With the option turned on and only the apps folder selected...

1) If I copy an app such as the chess game to a location outside of /applications, it runs, even if it is renamed, even from the external location

2) Disk images are not mountable with this option selected, which makes it a little too much to bear in the name of security.

I'd like to see Apple work on the way this option operates somewhat more carefully...

nagromme
Nov 7, 2006, 05:31 PM
Maybe it generates a list of allowed apps at login? Seems like a silly kludge, but I wonder if you moved Chess, then logged out and back in, would it then prevent you from launching it?

In any case, a limit like this only for ALL of us--not aimed at kids--would be great.

mkrishnan
Nov 7, 2006, 05:36 PM
Maybe it generates a list of allowed apps at login? Seems like a silly kludge, but I wonder if you moved Chess, then logged out and back in, would it then prevent you from launching it?

In any case, a limit like this only for ALL of us--not aimed at kids--would be great.
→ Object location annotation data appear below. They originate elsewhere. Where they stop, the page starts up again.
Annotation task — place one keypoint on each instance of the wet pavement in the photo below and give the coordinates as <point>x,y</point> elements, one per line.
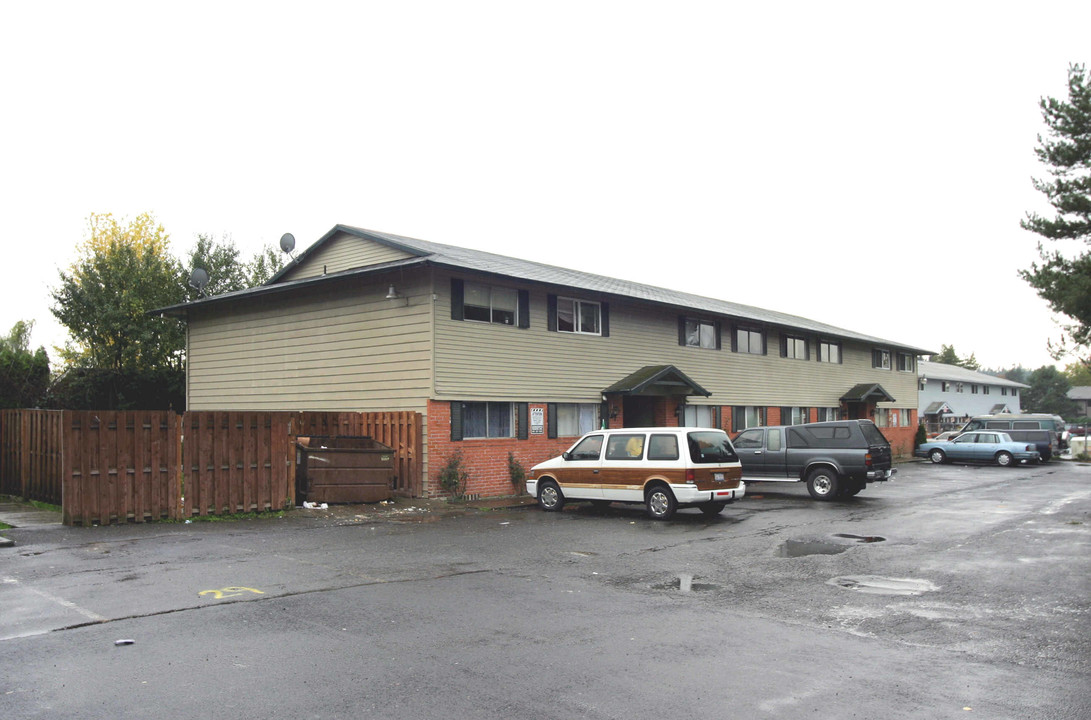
<point>954,591</point>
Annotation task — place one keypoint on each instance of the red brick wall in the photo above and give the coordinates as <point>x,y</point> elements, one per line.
<point>484,459</point>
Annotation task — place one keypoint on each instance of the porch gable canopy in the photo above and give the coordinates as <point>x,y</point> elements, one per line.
<point>867,393</point>
<point>657,380</point>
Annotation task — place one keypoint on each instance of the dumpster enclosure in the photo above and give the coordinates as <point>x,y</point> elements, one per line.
<point>344,469</point>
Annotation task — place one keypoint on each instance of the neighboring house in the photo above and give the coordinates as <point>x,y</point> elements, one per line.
<point>503,356</point>
<point>950,395</point>
<point>1081,395</point>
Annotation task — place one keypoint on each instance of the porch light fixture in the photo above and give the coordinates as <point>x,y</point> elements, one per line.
<point>392,294</point>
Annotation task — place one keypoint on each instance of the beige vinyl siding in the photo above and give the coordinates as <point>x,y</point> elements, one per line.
<point>343,348</point>
<point>344,252</point>
<point>486,361</point>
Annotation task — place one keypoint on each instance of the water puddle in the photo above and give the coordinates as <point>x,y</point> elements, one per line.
<point>818,547</point>
<point>877,585</point>
<point>684,584</point>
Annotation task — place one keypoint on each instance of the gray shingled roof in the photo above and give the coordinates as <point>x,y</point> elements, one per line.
<point>954,373</point>
<point>486,262</point>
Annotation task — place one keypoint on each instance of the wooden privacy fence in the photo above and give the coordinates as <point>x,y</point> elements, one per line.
<point>115,467</point>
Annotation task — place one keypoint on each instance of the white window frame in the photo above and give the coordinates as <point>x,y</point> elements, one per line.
<point>826,351</point>
<point>577,315</point>
<point>471,288</point>
<point>705,339</point>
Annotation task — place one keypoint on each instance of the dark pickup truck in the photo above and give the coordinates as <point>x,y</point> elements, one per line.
<point>836,459</point>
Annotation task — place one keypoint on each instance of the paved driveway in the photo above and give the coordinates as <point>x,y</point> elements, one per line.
<point>955,591</point>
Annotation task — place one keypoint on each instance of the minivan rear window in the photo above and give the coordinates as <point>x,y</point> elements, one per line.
<point>710,447</point>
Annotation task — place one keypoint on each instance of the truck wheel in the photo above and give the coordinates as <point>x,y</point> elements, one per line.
<point>550,497</point>
<point>823,483</point>
<point>660,503</point>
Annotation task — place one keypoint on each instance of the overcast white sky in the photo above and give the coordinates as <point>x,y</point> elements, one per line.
<point>861,164</point>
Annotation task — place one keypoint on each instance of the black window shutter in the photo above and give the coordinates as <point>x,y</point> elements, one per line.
<point>524,309</point>
<point>524,413</point>
<point>456,421</point>
<point>457,295</point>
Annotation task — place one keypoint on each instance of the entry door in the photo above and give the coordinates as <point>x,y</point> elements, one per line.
<point>639,411</point>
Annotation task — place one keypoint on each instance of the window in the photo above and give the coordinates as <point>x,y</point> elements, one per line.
<point>578,316</point>
<point>587,449</point>
<point>698,416</point>
<point>625,447</point>
<point>698,333</point>
<point>743,417</point>
<point>663,447</point>
<point>575,420</point>
<point>793,347</point>
<point>750,340</point>
<point>793,416</point>
<point>487,420</point>
<point>488,304</point>
<point>829,352</point>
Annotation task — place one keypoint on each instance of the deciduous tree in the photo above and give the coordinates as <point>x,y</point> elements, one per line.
<point>24,374</point>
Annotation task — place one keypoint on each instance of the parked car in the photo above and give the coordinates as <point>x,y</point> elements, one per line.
<point>662,468</point>
<point>980,447</point>
<point>1043,441</point>
<point>836,459</point>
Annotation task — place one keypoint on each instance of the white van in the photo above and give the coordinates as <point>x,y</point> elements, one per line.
<point>662,468</point>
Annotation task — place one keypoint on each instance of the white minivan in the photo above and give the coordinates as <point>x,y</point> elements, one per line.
<point>661,468</point>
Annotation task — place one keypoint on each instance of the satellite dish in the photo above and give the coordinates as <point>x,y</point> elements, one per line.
<point>199,278</point>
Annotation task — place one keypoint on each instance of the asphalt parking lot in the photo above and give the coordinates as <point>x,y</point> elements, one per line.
<point>952,591</point>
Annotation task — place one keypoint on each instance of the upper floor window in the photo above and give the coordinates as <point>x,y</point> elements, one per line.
<point>748,339</point>
<point>829,351</point>
<point>793,347</point>
<point>578,316</point>
<point>698,333</point>
<point>490,304</point>
<point>487,303</point>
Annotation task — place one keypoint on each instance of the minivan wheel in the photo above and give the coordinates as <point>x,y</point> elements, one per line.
<point>660,503</point>
<point>823,483</point>
<point>550,497</point>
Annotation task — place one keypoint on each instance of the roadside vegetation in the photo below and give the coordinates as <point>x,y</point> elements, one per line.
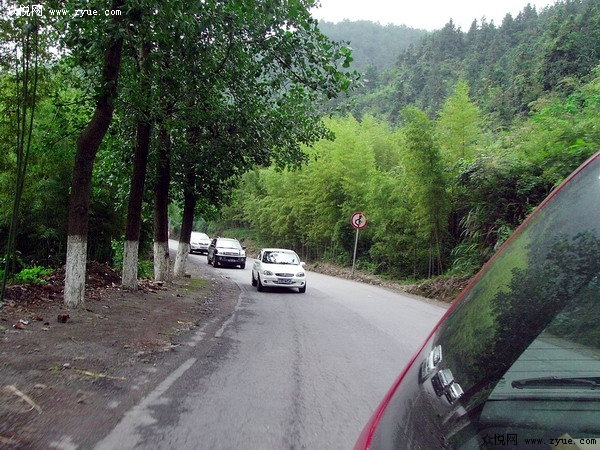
<point>446,146</point>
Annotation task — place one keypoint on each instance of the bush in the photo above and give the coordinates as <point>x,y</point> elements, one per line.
<point>32,275</point>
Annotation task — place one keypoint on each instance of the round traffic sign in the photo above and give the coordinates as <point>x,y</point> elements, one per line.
<point>358,220</point>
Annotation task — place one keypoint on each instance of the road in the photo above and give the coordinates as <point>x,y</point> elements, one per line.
<point>286,371</point>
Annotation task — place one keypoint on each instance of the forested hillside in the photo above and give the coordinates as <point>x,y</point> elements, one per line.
<point>448,151</point>
<point>374,47</point>
<point>508,66</point>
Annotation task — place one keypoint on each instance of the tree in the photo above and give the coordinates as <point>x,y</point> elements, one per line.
<point>425,167</point>
<point>459,125</point>
<point>25,60</point>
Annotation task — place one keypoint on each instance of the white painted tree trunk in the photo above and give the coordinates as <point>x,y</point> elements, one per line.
<point>130,260</point>
<point>180,260</point>
<point>75,271</point>
<point>161,261</point>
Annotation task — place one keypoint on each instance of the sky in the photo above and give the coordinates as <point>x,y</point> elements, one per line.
<point>424,14</point>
No, I tried that, and I don't think it had any impact. It's possible it's judging Chess against something other than the name of the .app container, like the executable inside the contents or the size or something. Or it's possible that there's no way to distinguish ~/applications from /applications (I should test that), which would be ludicrous. But the fact that disk images cannot be mounted if you do this makes it useless.

On the other hand, I have to say that I recently really restricted my standard account. It's already a managed user ... even though I'm not a kid. But the only reason I did it was to exploit the fact that you can freeze the dock for non-managed users... I wanted something like the "lock the toolbar" in Windows, so that I didn't accidentally drag things off the dock, etc.